FIG. 1 is a spatial quantization model diagram of a mountain area human-ground relationship regional system based on geographic space;
Detailed Description
The technical solutions in the embodiments of the present invention will be clearly and completely described below with reference to the drawings in the embodiments of the present invention, and it is obvious that the described embodiments are only a part of the embodiments of the present invention, and not all of the embodiments. All other embodiments, which can be derived from the embodiments of the present invention by a person skilled in the art without any creative effort, should be included in the protection scope of the present invention.
As shown in FIG. 1, the mountain area human-ground relationship regional system space quantization model based on geographic space of the invention comprises the following steps:
The key restriction factors of the mountain land-human relationship are remarkably different, in an area with less human activities, the human-land relationship depends on a natural system, in an area with higher human activity intensity, the human-land relationship is a comprehensive result of interaction between human and environment, so that the method is different from the traditional human-land relationship evaluation method, and tries to construct a grid-based human-land relationship evaluation model from a geographic space perspective by means of a GIS (geographic information system) as shown in figure 1, so that the quantitative research of the mountain land-human relationship space is realized.
In order to effectively identify the human activity intensity and the spatial difference of a natural ecological system, a model is divided into 2 parts, firstly, a human activity intensity and natural ecological system vulnerability spatial quantification model is constructed, and single system research is developed; on the basis, by means of the space analysis function of the GIS, the human activity intensity and the vulnerability of a natural ecological system are spatially superposed, a comprehensive judgment model is constructed to carry out human-ground relation spatial quantification, and key restriction factors of human-ground relation regional systems in different areas are identified.
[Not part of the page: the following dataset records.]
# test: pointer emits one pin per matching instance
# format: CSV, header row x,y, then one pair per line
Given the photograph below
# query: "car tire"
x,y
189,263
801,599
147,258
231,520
Step 1 human activity intensity calculation
Step 1.1 index selection
The settlement is a space-time unit with the closest relationship between human production and life and the external environment, and the spatial distribution of the settlement determines the influence scale and the spatial range of human on the natural system. According to the characteristics of mountain colony, the ecological niche concept in ecology is applied to establish the mountain colony ecological niche, and the ecological niche represents the space unit of colony. Traffic acts as a "geographic second element," reducing the natural conditions' restrictions on human activities. Particularly, in mountainous areas, the highway is used as an axis of a connecting and gathering 'point' element, is a channel for communicating local residents with the outside, and can continuously attract human activities to gather to the highway to form an important corridor for human activities, so that the human activity space is enlarged, and the action strength of a human social system on the natural environment is enhanced. Therefore, the settlement niches and the road network are selected as basic indexes for quantifying the activity intensity of the human beings.
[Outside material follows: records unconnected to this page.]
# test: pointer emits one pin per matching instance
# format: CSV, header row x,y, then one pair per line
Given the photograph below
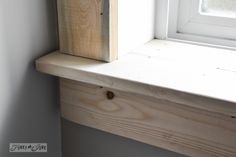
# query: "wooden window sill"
x,y
175,96
161,69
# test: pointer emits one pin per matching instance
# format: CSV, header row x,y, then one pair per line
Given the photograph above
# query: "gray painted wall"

Step 1.2 model construction
1.2.1 Movable Strength model of Fall
The human activity intensity is obviously different along with different population clustering degrees, and the colony population density is used as a human activity intensity basic value of a colony center grid i, namely the source intensity:
Dij=(Pi×vij/Vi)/Aij (1)
in the formula DijPopulation Density of i village j colony, PiIs the general population of village i, vij is the area of the residential site of village i and the residential site of the colony, ViIs the total area of the residential points of i village, and Aij is the total area of the colony of i village j.
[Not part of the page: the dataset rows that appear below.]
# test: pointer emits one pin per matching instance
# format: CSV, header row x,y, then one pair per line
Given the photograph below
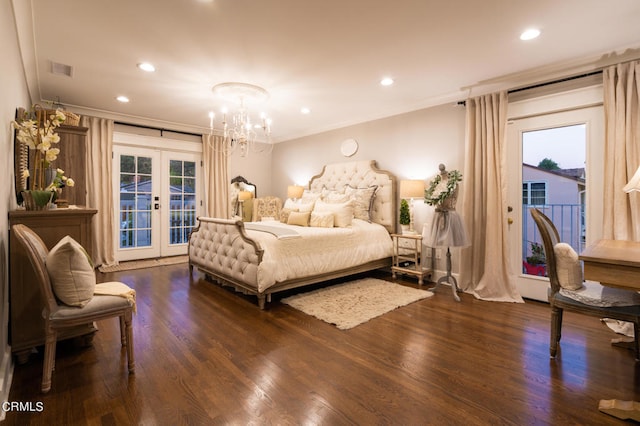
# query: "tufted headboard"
x,y
362,174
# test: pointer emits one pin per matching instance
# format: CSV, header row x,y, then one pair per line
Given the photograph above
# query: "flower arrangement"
x,y
37,130
60,181
439,191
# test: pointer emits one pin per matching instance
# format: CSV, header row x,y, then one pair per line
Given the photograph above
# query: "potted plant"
x,y
405,215
535,264
36,129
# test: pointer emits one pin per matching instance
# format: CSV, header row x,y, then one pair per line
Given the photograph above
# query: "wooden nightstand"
x,y
407,249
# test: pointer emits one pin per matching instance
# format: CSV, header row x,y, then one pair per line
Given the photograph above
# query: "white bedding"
x,y
320,250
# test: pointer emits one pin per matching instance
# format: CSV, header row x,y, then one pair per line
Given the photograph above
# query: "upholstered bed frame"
x,y
222,249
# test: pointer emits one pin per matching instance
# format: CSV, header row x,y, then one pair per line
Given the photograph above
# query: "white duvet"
x,y
319,250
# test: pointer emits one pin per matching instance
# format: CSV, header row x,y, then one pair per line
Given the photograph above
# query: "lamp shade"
x,y
294,191
634,183
411,188
244,195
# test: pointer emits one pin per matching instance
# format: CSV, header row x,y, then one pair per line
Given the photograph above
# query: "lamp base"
x,y
449,279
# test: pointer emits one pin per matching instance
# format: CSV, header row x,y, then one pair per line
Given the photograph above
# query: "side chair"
x,y
560,302
58,316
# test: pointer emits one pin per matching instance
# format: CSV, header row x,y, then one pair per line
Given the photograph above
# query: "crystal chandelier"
x,y
239,132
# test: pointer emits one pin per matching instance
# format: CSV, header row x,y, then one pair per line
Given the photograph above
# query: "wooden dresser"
x,y
26,326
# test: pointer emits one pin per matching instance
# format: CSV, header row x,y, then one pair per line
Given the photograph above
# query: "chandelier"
x,y
238,130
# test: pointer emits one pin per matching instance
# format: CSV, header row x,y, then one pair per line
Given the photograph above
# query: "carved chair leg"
x,y
556,326
129,337
49,359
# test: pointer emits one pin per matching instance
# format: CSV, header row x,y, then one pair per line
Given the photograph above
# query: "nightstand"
x,y
407,249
The colony, which is the core of human activities, has strong attractive force (accumulation) and radiation force (diffusion), and takes various 'fluid' as a carrier to interact with adjacent areas, and the maximum range reached by the action forms the spatial range of human activity intensity. By virtue of the concept of physics, the settlement is called a settlement field. The potential energy difference between the center and the periphery cannot be separated from the formation of the colony field, and the colony field shows a gradual attenuation rule along with the increase of the distance from the center until the action of the field becomes zero. In mountainous areas, the diffusion of the colony is limited by the terrain conditions besides being affected by the distance, namely when the gradient reaches more than 25 degrees, the diffusion of the colony is greatly resisted, and the human activity intensity value of each grid is calculated according to the analysis, and the model is as follows:
Iij=M-S×lnR (2)
Wherein IijThe human activity intensity of a grid point j with a distance R from a central grid i of the settlement, the distance R between the grid i and the grid j, the human activity intensity value M of the grid i, the slope correction factor s, the larger the slope, the larger the resistance to the diffusion of the human activity intensity, the slope 25 degrees is taken as a threshold value, after the slope exceeds 25 degrees, the resistance is increased to infinity, and the activity intensity is not diffused any more
1.2.2 traffic construction intensity model
The source strengths of the roads of different grades (table 1) are determined by adopting an expert scoring method and an analytic hierarchy process and are used as the strength values of the central point grids of the roads. In consideration of the Distance attenuation effect of the road on the radiation influence of the peripheral area and the limitation of the landform on the radiation influence, an Inverse Distance Weighting (IDW) method is adopted, the slope is used as a limiting factor to carry out spatial interpolation, and when the slope is larger than 25 degrees, the intensity value is 0.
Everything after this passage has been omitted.